Joyner-Kersee, who attended UCLA on a basketball scholarship, recalls returning home to East St. Louis to find her beloved community center shuttered with padlocks on the door. She wondered, “where do young people go?” She began to aspire toward reopening that center, and providing the youth of East St. Louis with access to opportunity.
Her track and field career would bring home a total of six Olympic medals – three gold – over four different Olympic games. Joyner-Kersee still holds the world record for the long jump. When it was time to celebrate her athletic achievements, Joyner-Kersee remembers sitting on a teammate’s shoulders at the Olympic closing ceremony, holding a sign that read “I love you, East St. Louis.”
“They never said anything good came from my community,” she reflected among Drexel students, “but I wanted to show them our community is no different than any other.”
Drexel BRIDGE students, from the College of Arts & Sciences, Lebow College of Business, and the Antoinette Westphal College of Media Arts & Design, can appreciate the value of a supportive community as well as anyone. The BRIDGE Programs are dedicated to supporting underrepresented minority and first-generation college students, and offer leadership training, mentorship, career capital, and civic engagement opportunities. BRIDGE Programs across the University have succeeded in easing the transition to college, improving graduation rates, and equipping students for success after graduation. Perhaps most importantly, BRIDGE offers the social connection and sense of community students crave in their formative undergraduate years.
In 2000, the Jackie Joyner-Kersee Community Center opened in East St. Louis.
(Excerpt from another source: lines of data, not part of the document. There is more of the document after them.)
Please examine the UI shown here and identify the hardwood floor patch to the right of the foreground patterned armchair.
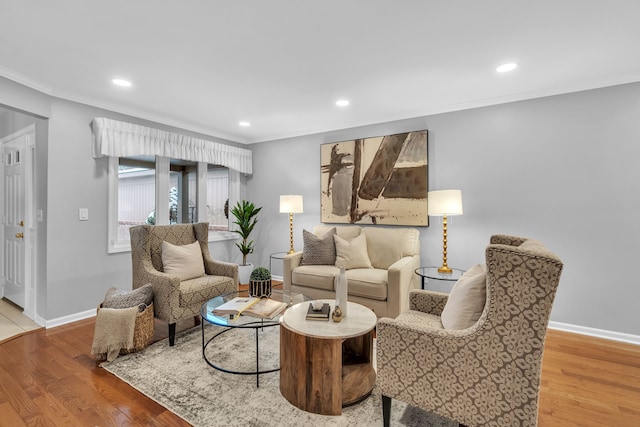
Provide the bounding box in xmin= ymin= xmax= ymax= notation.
xmin=538 ymin=330 xmax=640 ymax=427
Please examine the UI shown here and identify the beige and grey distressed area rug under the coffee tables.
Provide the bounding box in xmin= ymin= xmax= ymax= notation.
xmin=102 ymin=325 xmax=457 ymax=427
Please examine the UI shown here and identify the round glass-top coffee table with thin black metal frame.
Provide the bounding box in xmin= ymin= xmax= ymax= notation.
xmin=200 ymin=289 xmax=309 ymax=387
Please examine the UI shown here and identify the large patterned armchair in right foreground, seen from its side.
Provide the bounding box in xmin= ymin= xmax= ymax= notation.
xmin=376 ymin=235 xmax=562 ymax=427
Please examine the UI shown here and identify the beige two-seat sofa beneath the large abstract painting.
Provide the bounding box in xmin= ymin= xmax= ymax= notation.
xmin=283 ymin=225 xmax=420 ymax=317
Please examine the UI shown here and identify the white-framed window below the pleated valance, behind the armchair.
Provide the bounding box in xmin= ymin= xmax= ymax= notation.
xmin=108 ymin=156 xmax=240 ymax=253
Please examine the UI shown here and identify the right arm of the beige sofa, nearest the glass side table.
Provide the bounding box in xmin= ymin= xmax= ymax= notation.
xmin=387 ymin=255 xmax=420 ymax=317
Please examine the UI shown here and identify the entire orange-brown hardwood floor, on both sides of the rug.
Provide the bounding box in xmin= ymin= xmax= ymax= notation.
xmin=0 ymin=319 xmax=640 ymax=427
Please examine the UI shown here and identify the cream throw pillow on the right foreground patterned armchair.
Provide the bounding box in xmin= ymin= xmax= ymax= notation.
xmin=440 ymin=264 xmax=487 ymax=329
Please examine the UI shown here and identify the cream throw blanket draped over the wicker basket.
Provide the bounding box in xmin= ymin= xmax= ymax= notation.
xmin=91 ymin=307 xmax=138 ymax=362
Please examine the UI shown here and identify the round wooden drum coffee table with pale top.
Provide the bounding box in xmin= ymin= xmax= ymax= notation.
xmin=280 ymin=300 xmax=377 ymax=415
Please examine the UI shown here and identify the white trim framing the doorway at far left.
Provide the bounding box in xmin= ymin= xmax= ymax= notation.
xmin=0 ymin=123 xmax=38 ymax=321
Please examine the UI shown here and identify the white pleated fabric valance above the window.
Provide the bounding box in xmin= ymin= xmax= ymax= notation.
xmin=91 ymin=117 xmax=253 ymax=174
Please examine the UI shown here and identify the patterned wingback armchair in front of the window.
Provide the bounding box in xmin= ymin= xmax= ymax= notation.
xmin=129 ymin=222 xmax=238 ymax=346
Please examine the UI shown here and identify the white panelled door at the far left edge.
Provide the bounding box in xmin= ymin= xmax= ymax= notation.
xmin=2 ymin=128 xmax=35 ymax=308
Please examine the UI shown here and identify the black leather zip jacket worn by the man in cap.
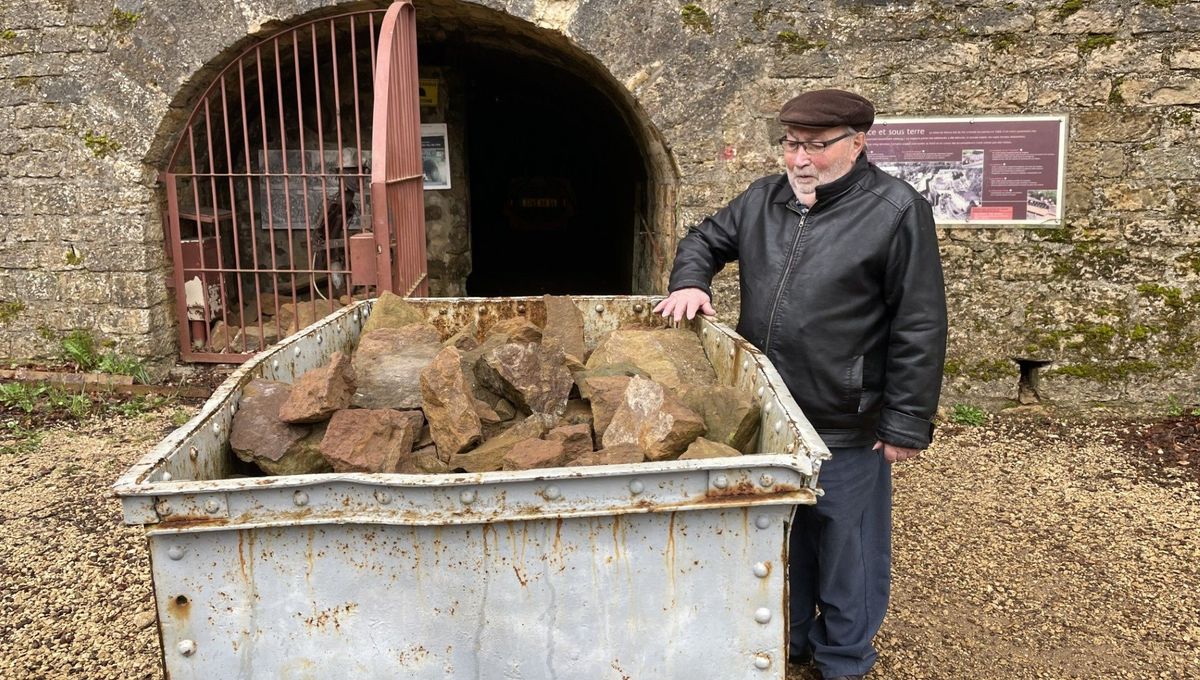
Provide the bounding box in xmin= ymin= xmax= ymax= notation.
xmin=670 ymin=152 xmax=946 ymax=449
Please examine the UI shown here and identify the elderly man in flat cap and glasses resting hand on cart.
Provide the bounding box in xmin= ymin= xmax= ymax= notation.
xmin=655 ymin=90 xmax=946 ymax=679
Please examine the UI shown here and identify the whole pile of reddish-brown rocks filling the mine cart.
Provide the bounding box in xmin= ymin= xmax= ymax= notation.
xmin=229 ymin=294 xmax=760 ymax=475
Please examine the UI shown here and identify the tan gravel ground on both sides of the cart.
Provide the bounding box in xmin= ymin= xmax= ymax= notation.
xmin=0 ymin=405 xmax=1200 ymax=680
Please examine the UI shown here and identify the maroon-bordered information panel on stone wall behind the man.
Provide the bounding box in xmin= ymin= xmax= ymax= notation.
xmin=866 ymin=115 xmax=1067 ymax=227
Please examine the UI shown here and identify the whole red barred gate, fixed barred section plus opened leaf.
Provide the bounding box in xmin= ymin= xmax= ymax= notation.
xmin=162 ymin=0 xmax=427 ymax=362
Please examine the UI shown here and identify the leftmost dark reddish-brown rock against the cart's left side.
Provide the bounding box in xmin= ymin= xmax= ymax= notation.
xmin=229 ymin=379 xmax=330 ymax=475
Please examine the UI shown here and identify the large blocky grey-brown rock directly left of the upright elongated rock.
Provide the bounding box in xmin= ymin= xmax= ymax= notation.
xmin=350 ymin=324 xmax=442 ymax=409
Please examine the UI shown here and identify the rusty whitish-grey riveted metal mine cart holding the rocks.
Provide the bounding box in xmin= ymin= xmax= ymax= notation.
xmin=115 ymin=296 xmax=829 ymax=680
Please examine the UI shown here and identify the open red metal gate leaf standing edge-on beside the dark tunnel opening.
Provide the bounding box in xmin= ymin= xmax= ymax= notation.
xmin=371 ymin=0 xmax=428 ymax=296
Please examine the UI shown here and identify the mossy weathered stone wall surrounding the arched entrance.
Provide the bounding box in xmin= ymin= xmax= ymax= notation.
xmin=0 ymin=0 xmax=1200 ymax=403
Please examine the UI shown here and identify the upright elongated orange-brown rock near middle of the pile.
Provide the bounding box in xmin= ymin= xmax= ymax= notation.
xmin=421 ymin=347 xmax=482 ymax=461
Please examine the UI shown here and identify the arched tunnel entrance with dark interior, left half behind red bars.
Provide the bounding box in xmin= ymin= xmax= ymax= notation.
xmin=152 ymin=0 xmax=678 ymax=361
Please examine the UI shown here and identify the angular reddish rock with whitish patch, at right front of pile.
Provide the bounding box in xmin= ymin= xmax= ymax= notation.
xmin=602 ymin=377 xmax=704 ymax=461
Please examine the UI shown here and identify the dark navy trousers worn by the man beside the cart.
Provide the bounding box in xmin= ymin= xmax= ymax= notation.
xmin=788 ymin=446 xmax=892 ymax=678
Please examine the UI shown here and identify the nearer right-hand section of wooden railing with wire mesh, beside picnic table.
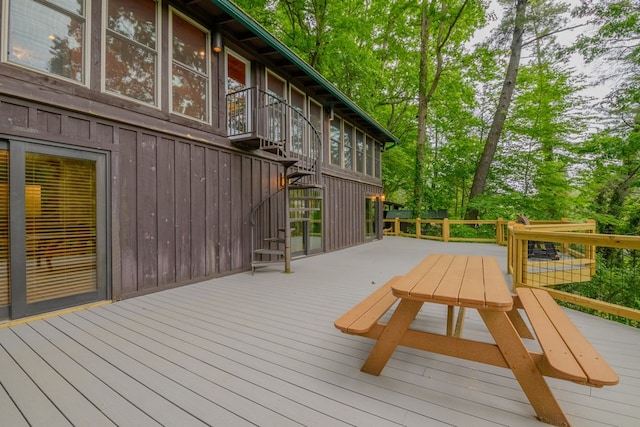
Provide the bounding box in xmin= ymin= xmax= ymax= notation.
xmin=507 ymin=221 xmax=640 ymax=326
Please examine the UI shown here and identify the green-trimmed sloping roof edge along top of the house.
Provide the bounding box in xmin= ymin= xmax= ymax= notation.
xmin=210 ymin=0 xmax=400 ymax=145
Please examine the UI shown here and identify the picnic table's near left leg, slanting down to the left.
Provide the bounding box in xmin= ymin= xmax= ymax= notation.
xmin=360 ymin=299 xmax=422 ymax=375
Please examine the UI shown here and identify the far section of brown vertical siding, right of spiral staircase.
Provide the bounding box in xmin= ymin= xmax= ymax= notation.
xmin=324 ymin=175 xmax=382 ymax=251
Over the last 20+ years, the Center has grown and expanded its offerings, from afterschool programming, athletics, and STEAM curriculum to multigenerational learning spaces, career and workforce development, and nutrition and food access programs.
One BRIDGE student asked Joyner-Kersee what motivated her to remain open to change, transforming her athletics career into one focused on the improvement of her home community. But Joyner-Kersee doesn’t see the two as entirely separate.
“It was always about getting back to my community,” she said, reflecting on the impact early access to community athletics had on her success. “My coaches saw potential in me that I didn’t know I had.”
Joyner-Kersee’s intimate conversation with BRIDGE students was the culmination of a multi-day visit to Drexel’s campus, which included Drexel Athletics’ Vidas Field Day, an annual event held in partnership with the West Philadelphia Promise Neighborhood.